Taraji’s breath caught. He wasn’t supposed to contradict Sonaji’s memories. Yet he could see that Sonaji already knew that was wrong, just from reading Taraji’s face. “Maybe I’ve misremembered,” Taraji said weakly.

“Maybe,” Sonaji said, his voice lacking even more vigor than it had previously. “This was a bad Synch, wasn’t it?”

“No,” Taraji said firmly. “You have your health and your life. You survived.”

“Does it matter?” Sonaji demanded. “What do those things matter, if I’m not even me anymore?”

“You are you,” Taraji said. “You’re still my brother.”

“Am I, though?” Sonaji said. “It’s like that old question about repairing a desk. If you replace every piece of the desk, bit-by-bit over time, and eventually nothing remains of the original, is it even still the same desk?”

“Yes.” Taraji didn’t even believe his own words, but he wanted to, and he thought his brother needed to. “As long as people look upon that desk and said, ‘This is the same desk,’ it’s the same.”

“But what if the desk doesn’t feel like it’s who it used to be?” Sonaji asked. “What if the desk knows all those parts that got stuck into it to fix it back up don’t belong? What if the desk — what if I don’t feel like a whole person anymore, because I know I’m just this collection of bits and pieces of other people, all squished together to make a healthy whole?”

“That’s not really how it works, Sonaji,” Taraji said. “I still see you in there. I still think of you as my brother.”

Sonaji scoffed. “So it’s like the desk, where it doesn’t matter what it actually is, or how it might see itself, so long as someone outside is there to tell it that it’s something else? That it’s someone else who it can’t even remember?”

“I don’t know, Sonaji,” Taraji said. “I just… This isn’t easy, okay? It’s not easy for me either.”

“I don’t want to talk about this anymore,” Sonaji said. “Just finish your questions so that we can be done with this.”

Taraji wanted to keep arguing. He wanted to convince Sonaji that he was still his brother, that they still shared a connection and always would. He wanted to convince himself of the same thing, though, and he didn’t know how to argue a point when he wasn’t assured of whether or not it was true.

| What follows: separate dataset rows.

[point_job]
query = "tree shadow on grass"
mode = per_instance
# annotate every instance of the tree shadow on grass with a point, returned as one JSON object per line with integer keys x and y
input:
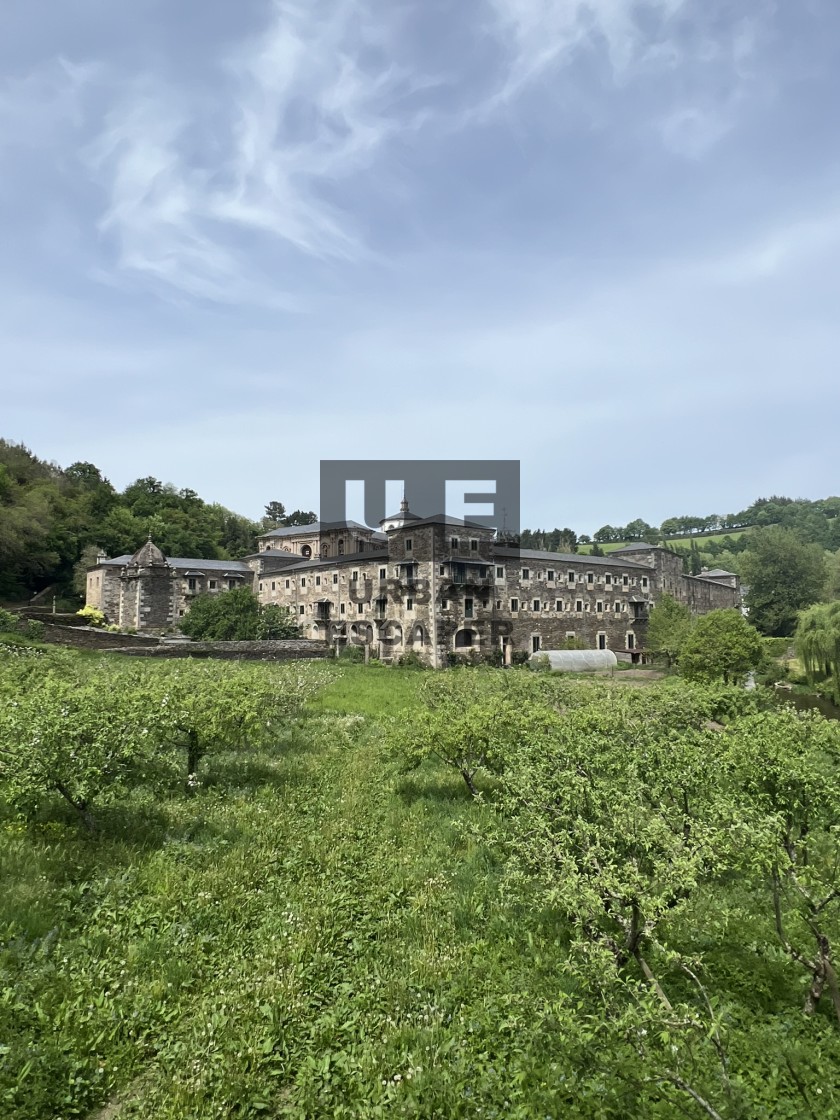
{"x": 438, "y": 787}
{"x": 252, "y": 771}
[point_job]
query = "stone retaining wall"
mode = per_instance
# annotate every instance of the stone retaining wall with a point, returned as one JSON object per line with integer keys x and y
{"x": 90, "y": 637}
{"x": 290, "y": 650}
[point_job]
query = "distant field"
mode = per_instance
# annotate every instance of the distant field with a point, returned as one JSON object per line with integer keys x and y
{"x": 686, "y": 541}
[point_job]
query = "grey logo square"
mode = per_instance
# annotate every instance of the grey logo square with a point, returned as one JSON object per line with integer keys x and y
{"x": 430, "y": 487}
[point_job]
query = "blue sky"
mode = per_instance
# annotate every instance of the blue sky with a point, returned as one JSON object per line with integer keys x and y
{"x": 596, "y": 235}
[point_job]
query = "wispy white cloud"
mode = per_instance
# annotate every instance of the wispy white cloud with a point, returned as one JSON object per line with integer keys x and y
{"x": 703, "y": 55}
{"x": 547, "y": 34}
{"x": 36, "y": 106}
{"x": 781, "y": 251}
{"x": 306, "y": 114}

When Taraji left his brother’s cubicle, a medician nodded to him as pushed aside a curtain to speak to another patient. Taraji looked around as he left. He saw only the medicians and the patients. He saw no other family members. And why would he?

Taraji and Sonaji’s parents had stopped coming for a reason. Most family members stopped coming, after enough Synchronizations. Already Sonaji’s face was unrecognizable. With time, his personality would be as well. He would be an entirely different person, and at that point, at least to his family, Sonaji might as well have died, erased as he would be by the constant process of injury and recovery brought on by his part in the war.